Anılarda kalan şarkılar, Coşkun'un oğlu Barış'la ilgili bir anısından yola çıkarak yazılmış oluyor. Barış daha iki buçuk üç yaşlarında. Kılık kıyafeti mâlûm. Aklına nasıl geldiyse gelmiş divanın üstünde hem zıplıyor hem de olanca gücüyle, detone olmadan habire tepinerek bir şarkı söylüyor: “ Yıllar yorgun ben yorgun, boşa geçti seneler / Bende hicran yarası bende bitmez çileler.”

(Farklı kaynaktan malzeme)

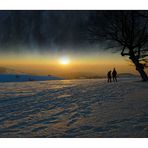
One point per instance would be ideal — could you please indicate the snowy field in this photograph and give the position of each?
(74, 108)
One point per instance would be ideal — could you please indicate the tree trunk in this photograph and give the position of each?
(139, 68)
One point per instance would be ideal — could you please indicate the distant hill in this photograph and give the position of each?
(25, 78)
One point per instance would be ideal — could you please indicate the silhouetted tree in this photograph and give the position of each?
(127, 30)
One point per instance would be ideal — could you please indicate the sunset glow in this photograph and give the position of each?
(64, 60)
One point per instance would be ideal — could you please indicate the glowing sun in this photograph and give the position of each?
(64, 60)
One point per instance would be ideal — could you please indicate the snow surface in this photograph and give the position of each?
(74, 108)
(24, 78)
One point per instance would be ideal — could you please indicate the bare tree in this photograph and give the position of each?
(127, 30)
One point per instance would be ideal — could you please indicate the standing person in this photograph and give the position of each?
(114, 75)
(109, 76)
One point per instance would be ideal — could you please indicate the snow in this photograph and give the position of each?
(74, 108)
(24, 78)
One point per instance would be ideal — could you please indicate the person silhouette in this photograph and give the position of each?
(114, 75)
(109, 76)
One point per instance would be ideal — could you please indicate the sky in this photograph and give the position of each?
(54, 43)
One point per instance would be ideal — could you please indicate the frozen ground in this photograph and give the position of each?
(74, 108)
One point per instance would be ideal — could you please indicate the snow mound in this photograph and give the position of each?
(24, 78)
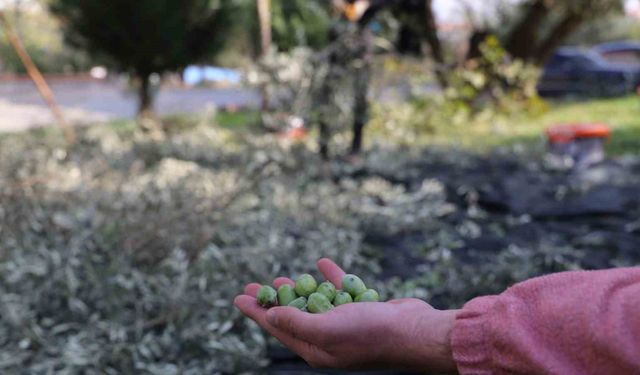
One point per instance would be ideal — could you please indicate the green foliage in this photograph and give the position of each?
(147, 36)
(123, 255)
(494, 81)
(490, 89)
(43, 40)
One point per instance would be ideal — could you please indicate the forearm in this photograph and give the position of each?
(570, 323)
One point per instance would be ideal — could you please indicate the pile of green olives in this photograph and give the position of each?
(308, 296)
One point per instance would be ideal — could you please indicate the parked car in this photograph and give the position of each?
(578, 72)
(626, 52)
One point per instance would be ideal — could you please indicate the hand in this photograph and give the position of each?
(406, 334)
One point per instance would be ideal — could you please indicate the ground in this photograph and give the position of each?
(122, 253)
(88, 101)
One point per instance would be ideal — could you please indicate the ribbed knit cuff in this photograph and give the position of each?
(470, 338)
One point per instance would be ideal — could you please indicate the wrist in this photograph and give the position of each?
(433, 336)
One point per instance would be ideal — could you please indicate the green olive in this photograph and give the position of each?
(267, 296)
(342, 298)
(328, 289)
(286, 294)
(353, 285)
(299, 303)
(306, 285)
(368, 296)
(318, 303)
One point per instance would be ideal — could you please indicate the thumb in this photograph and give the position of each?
(300, 325)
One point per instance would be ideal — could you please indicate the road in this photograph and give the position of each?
(90, 101)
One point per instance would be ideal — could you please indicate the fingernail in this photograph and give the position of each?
(271, 318)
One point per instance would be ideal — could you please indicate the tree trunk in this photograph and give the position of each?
(524, 37)
(145, 98)
(264, 16)
(431, 35)
(557, 36)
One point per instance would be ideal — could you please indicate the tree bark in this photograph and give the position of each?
(433, 40)
(524, 37)
(145, 98)
(264, 15)
(557, 36)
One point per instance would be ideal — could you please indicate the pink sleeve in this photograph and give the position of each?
(567, 323)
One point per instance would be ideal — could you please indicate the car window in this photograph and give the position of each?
(623, 57)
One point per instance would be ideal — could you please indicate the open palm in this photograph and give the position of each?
(405, 333)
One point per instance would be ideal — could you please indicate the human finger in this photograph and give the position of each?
(300, 325)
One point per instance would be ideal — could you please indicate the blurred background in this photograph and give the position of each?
(158, 155)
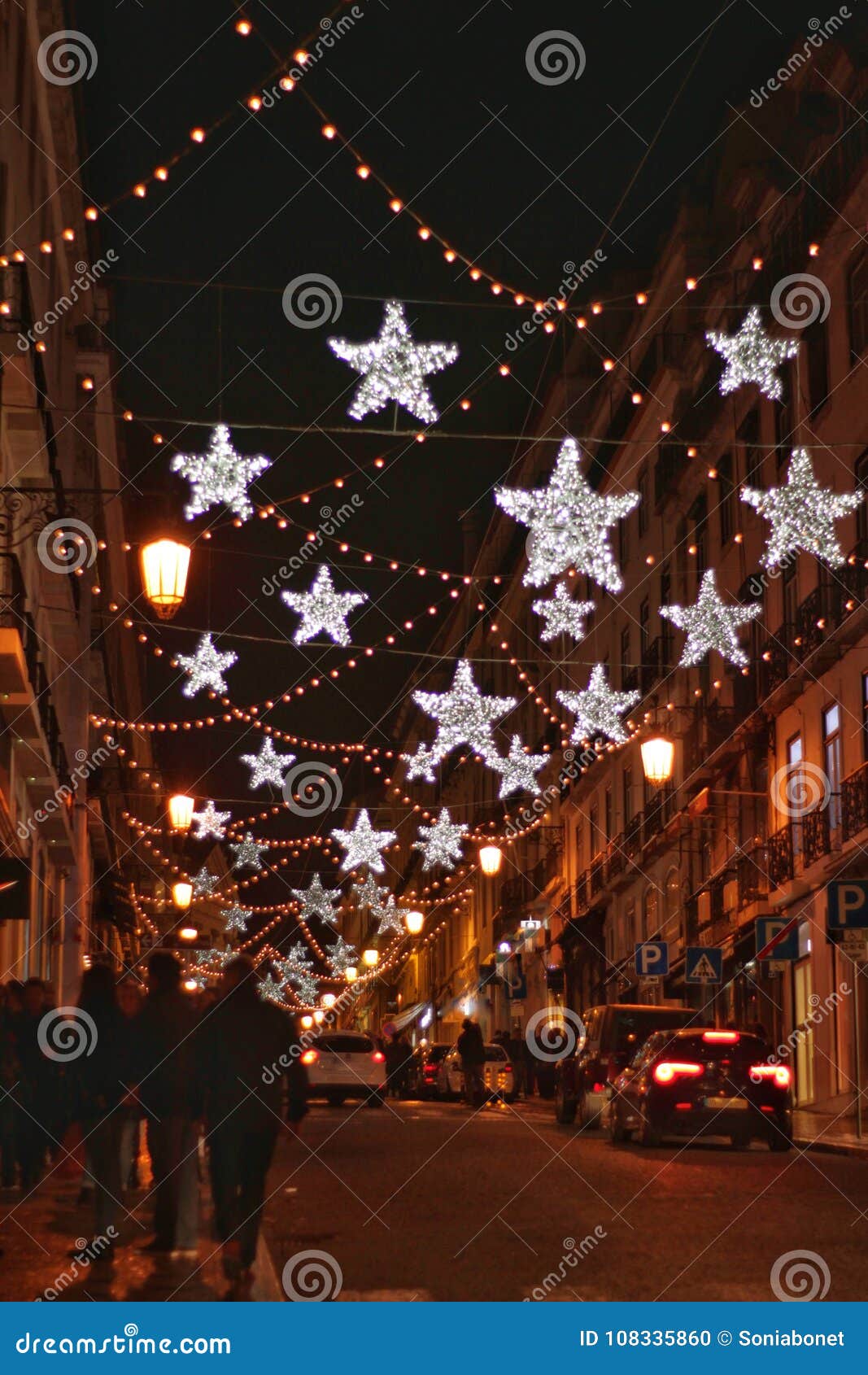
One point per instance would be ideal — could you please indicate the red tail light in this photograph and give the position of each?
(667, 1070)
(779, 1073)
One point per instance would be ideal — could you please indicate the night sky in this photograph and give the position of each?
(527, 177)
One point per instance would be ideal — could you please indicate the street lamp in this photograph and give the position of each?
(164, 575)
(490, 860)
(658, 758)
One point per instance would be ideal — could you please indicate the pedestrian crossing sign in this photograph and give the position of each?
(703, 964)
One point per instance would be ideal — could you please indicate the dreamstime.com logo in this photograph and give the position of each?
(312, 300)
(798, 789)
(555, 57)
(800, 1277)
(312, 1277)
(67, 1034)
(67, 57)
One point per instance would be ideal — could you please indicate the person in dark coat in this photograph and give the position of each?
(246, 1048)
(165, 1074)
(472, 1051)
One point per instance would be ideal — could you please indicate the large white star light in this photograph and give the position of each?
(710, 625)
(517, 770)
(802, 514)
(394, 368)
(219, 476)
(599, 709)
(316, 901)
(464, 715)
(569, 523)
(205, 667)
(324, 609)
(440, 843)
(362, 845)
(563, 615)
(209, 824)
(267, 766)
(752, 356)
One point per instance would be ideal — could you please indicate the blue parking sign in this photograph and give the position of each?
(652, 958)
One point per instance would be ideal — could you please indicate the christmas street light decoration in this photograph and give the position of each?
(599, 709)
(394, 368)
(802, 514)
(569, 523)
(752, 356)
(219, 476)
(324, 609)
(710, 625)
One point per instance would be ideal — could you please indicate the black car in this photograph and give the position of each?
(703, 1082)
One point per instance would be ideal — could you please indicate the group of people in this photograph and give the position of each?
(190, 1070)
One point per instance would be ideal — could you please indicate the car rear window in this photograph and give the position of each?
(346, 1044)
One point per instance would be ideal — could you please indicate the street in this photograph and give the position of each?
(421, 1201)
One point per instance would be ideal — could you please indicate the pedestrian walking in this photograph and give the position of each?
(241, 1048)
(472, 1051)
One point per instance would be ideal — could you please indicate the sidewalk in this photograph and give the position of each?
(39, 1233)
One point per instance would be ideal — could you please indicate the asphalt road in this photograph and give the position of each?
(427, 1201)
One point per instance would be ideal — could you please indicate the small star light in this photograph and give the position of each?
(517, 770)
(219, 476)
(322, 608)
(561, 615)
(802, 513)
(440, 843)
(204, 883)
(237, 919)
(569, 523)
(248, 853)
(394, 368)
(464, 717)
(205, 667)
(710, 625)
(342, 956)
(209, 823)
(316, 901)
(752, 356)
(599, 709)
(267, 766)
(364, 845)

Tek kanallı siyah beyaz televizyon yayınlarının yapıldığı yıllar. Ekranda Türk Sanat Müziği solisti Metin Milli var. Şarkılarını icra ettiği mekan adeta saray yavrusu bir malikâne.
Sanatçı bir kaç eserini kapı girişinde okuyup, merdivenlerden şarkı söyleyerek iniyor. Sanatçı şarkısını merdivenlerden çıkarken söylese aklımıza Ahmet Haşim'in “MERDİVENLER” şiiri gelecek. “ Ağır ağır çıkacaksın bu merdivenlerden / Eteklerinde güneş rengi bir yığın yaprak/ Ve bir zaman bakacaksın semâya ağlayarak” diyeceğiz. Şarkıcı basamakları tırmanarak soluk soluğa kalarak şimdi söyleyeceği şarkının hakkını böylece verecek.
Düşündüğümüz olmuyor tabiiki. Sanatçının arka planında muhteşem bir villa, kılık kıyafet yerinde grand tuvalet, şarkısı da şöyle; “ Bir gün sevdiğimi anlayacaksın / O zaman ellerin bomboş kalacak / Beni kaybedecek, ağlayacaksın / Gücüme gidiyor böyle yaşamak.”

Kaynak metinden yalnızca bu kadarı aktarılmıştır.